Table 4 MIC distributions of seventeen antibiotics for W. confusa VP30 isolates from a child fecal sample determined by the ISO 10932:2010 broth microdilution procedure

Conclusion

The objective of this work was to screen and characterize high level EPS-producing LAB from healthy children’s feces for potential functional food applications. As a prescreening process, 156 LAB cell strains were screened and isolated using LAB selective media (i.e. LBS and TOS-MUP) and cultivated in eight different modified MRS broths containing various sugars. When the 156 LAB strains were cultivated in media supplemented with sucrose as the major carbon source, the viscosity of microbial colonies was increased. The 10 most mucoid and slimy colony-producing colonies were selected based on their solid agar media phenotypes as EPS positive strains. 16S rRNA gene sequencing analysis showed that these high EPS-producing cell strains were members of Weissella confusa, Bifidobacterium longum, Lactobacillus plantarum, Lactobacillus fermentum, Lactobacillus paracasei and Lactobacillus rhamnosus genus and species. Among them, W. confusa VP30 showed significantly higher EPS productivity compared to the other cell strains and was selected for further testing.
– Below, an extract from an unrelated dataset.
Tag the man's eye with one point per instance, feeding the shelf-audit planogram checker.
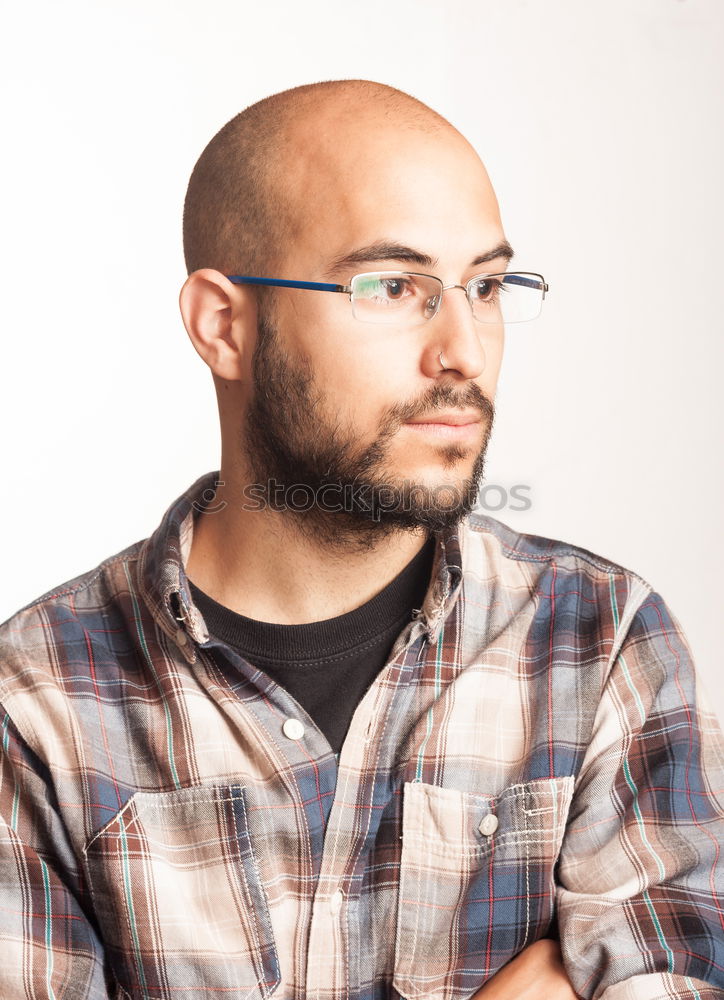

The maximum EPS production by W. confusa VP30 was 59.99 ± 0.91 g/l. Structural analysis of the released EPS fraction by NMR revealed that W. confusa VP30 can produce dextran of 3.8 × 106 Da, containing glucose units linked with 96.5% α (1 → 6) glycosidic bonds and 3.5% α (1 → 3) branches. Safety assessment of W. confusa VP30 was accomplished via ammonia production, hemolysis of blood cells and antibiotic resistance analyses. There is no evidence that this LAB strain is unsafe for human consumption, based on our results. Considering the active EPS producing capability and safety of W. confusa VP30, this microbial cell strain can be considered for use by the food industry.